How advertisers are grappling with the influx of retail media networks

The industry may very well be headed toward a retail media arms race, if it’s not there already. With Google’s crumbling cookie on the horizon next year, data becomes marketing gold and retailers from Walmart to The Home Depot, are looking to cash in on their audiences. It has created some fragmentation in the marketplace and forced agencies to figure out how best to spend client ad dollars in the growing space. 

“You go to sleep. You wake up and there’s another retail media network. That’s how it feels lately,” said Jennifer Kohl, chief media officer at VMLY&R ad agency. “Every $1 we represent for a client used to go four ways. Now it can go 4,000 ways. You have to make a lot of decisions.”

Last month,, an automotive company rebranded and created its own retail media network (RMN), dubbed the Cars Commerce Media Network, which grouped the company’s media products, including Cars Social, FUEL IMV, and its advertising — making it yet another player in the retail media space.

The automotive company is pitching advertisers the audience it’s been developing for more than 25 years, looking to become a first mover in the automotive retail media space, said Jennifer Vianello, CMO at Cars Commerce. The company is currently shopping its offering with original equipment manufacturers (OEMs) and declined to offer details on what brands have signed up. Pricing on the Cars Commerce Media Network varies based on product and channel, per the automotive company. Cars Commerce did not provide additional details.

“We work with thousands of dealers already and most OEMs already, when it comes to advertising solutions,” Vianello said. “The change here is us pulling together our solutions, making them more measurable and more syndicated across multiple channels.”

It’s also a chance to attract more ad dollars, adding another official revenue source for Cars Commerce, which made a revenue of $173 million in Q3, up 6% year-over-year, per the company’s financial reports. 

Cars Commerce joins the emerging retail media network space alongside giants like Amazon Ads, Walmart Connect, Target’s retail media business (known as Roundel) and Kroger Precision Marketing. Not to mention names like Lowe’s One Roof Media Network, The Home Depot’s retail media network, Albertsons Media Collective, Dollar General’s retail media network and a slew of others. Last week, ad holding company Omnicom bought e-commerce shop Flywheel Digital, making an $835 million bet that it’ll be a bigger draw for the agency’s digital commerce and retail media offerings. 

Even with the growing list, there are no signs of slowdown with U.S. retail media ad spend expected to hit $45.15 billion this year, an increase of nearly 20% over 2022, according to Insider Intelligence. By 2027, that figure is expected to more than double, reaching $106.12 billion. 

Last year, an estimated 20% of clients at the independent digital ad agency PMG were using retail media networks in their marketing strategies, according to Mary O’Brien, head of programmatic at PMG. This year, that figure has doubled to an estimated 40%, taking it from eight clients interested last year to 16 this year, per the agency.

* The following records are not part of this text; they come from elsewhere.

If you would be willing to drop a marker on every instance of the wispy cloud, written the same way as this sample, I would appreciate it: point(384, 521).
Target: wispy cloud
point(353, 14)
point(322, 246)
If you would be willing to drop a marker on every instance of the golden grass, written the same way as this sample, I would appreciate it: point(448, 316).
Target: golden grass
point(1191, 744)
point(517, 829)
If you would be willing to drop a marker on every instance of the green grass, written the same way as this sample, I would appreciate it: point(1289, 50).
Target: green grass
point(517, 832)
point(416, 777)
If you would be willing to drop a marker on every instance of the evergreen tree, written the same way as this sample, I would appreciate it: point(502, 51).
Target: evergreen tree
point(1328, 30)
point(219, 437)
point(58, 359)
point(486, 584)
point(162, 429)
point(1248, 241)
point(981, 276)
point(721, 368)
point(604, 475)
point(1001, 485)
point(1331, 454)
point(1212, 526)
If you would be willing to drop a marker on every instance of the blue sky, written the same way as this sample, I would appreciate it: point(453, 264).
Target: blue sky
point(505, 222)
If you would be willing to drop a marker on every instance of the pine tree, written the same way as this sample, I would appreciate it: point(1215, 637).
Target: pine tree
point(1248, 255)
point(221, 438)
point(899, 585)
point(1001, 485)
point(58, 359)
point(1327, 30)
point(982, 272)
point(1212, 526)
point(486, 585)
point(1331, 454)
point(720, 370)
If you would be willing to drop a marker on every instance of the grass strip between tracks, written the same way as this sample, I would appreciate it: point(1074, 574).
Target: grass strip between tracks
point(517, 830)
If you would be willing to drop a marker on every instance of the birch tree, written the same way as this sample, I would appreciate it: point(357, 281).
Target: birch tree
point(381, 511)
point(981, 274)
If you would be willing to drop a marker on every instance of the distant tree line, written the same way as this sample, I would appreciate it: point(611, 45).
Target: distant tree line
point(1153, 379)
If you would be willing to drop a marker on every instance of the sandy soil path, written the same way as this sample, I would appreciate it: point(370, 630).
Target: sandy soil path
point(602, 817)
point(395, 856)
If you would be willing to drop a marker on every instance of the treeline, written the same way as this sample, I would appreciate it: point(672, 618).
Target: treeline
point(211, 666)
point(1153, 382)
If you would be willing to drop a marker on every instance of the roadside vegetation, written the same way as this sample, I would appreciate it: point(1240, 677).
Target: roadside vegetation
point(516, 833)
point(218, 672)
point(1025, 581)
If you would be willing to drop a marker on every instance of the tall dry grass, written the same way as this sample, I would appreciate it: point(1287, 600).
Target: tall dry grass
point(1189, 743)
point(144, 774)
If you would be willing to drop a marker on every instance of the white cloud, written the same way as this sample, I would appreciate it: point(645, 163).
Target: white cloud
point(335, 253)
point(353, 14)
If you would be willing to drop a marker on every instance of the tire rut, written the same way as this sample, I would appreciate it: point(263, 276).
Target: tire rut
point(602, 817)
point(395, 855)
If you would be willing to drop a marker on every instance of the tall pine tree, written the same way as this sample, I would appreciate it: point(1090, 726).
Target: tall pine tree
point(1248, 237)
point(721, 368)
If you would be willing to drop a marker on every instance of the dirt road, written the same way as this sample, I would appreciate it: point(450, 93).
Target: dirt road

“As cookies continue to crumble, with the big change coming to Chrome in July, having access to first party-data via your own customers becomes incredibly valuable,” O’Brien said in an email.

It’s a similar story at Code3 digital agency, where clients have shifted roughly 10-12% of their overall budgets to include retail media opportunities, per Greg Wolny, chief activation officer at Code3. At the same time, spend on in-store trade marketing and traditional television has tapered off for some Code3 client ad spend, making more room in media budgets for retail media, he added.

However, per agency execs, retail media spend has yet to become its own line item in media budgets like paid social or search. Those dollars stem from experimental or test and learn budgets. 

More retailers, like Cars Commerce and even agency holding companies, are throwing their hats in the retail media ring and advertisers are throwing more dollars at it. But the growth has left agency executives grappling with how to best spend client ad dollars across so many different options all while budgets are under continued scrutiny. Do agencies spread client ad dollars out across several retail networks to amortize risks and diversify or double down on bigger networks, asks VMLY&R’s Kohl. 

“The onus will be on the retail media networks to have really strong sales forces,” she said. “That’s going to be hard to break through the clutter of all the other media partners, not even just RMNs, all media partners. Because there’s — whether it’s programmatic, whether it’s connected, TV streaming–there’s just so many options these days.”

As far as agency execs are concerned, the retail media gold rush is just getting started with more dust expected to kick up when (and perhaps if) Google’s cookie finally crumbles next year. That said, Code3 is having more conversations with its clients about consolidation, focusing on true profitability versus appearing and advertising everywhere customers are, per Wolny.

“When the rug finally gets pulled out, where are they going to be able to spend and actually find the customers that are going to convert,” he said. “It’s the decision that these clients have to make in terms of being spread too thin versus going where it’s tried and true.”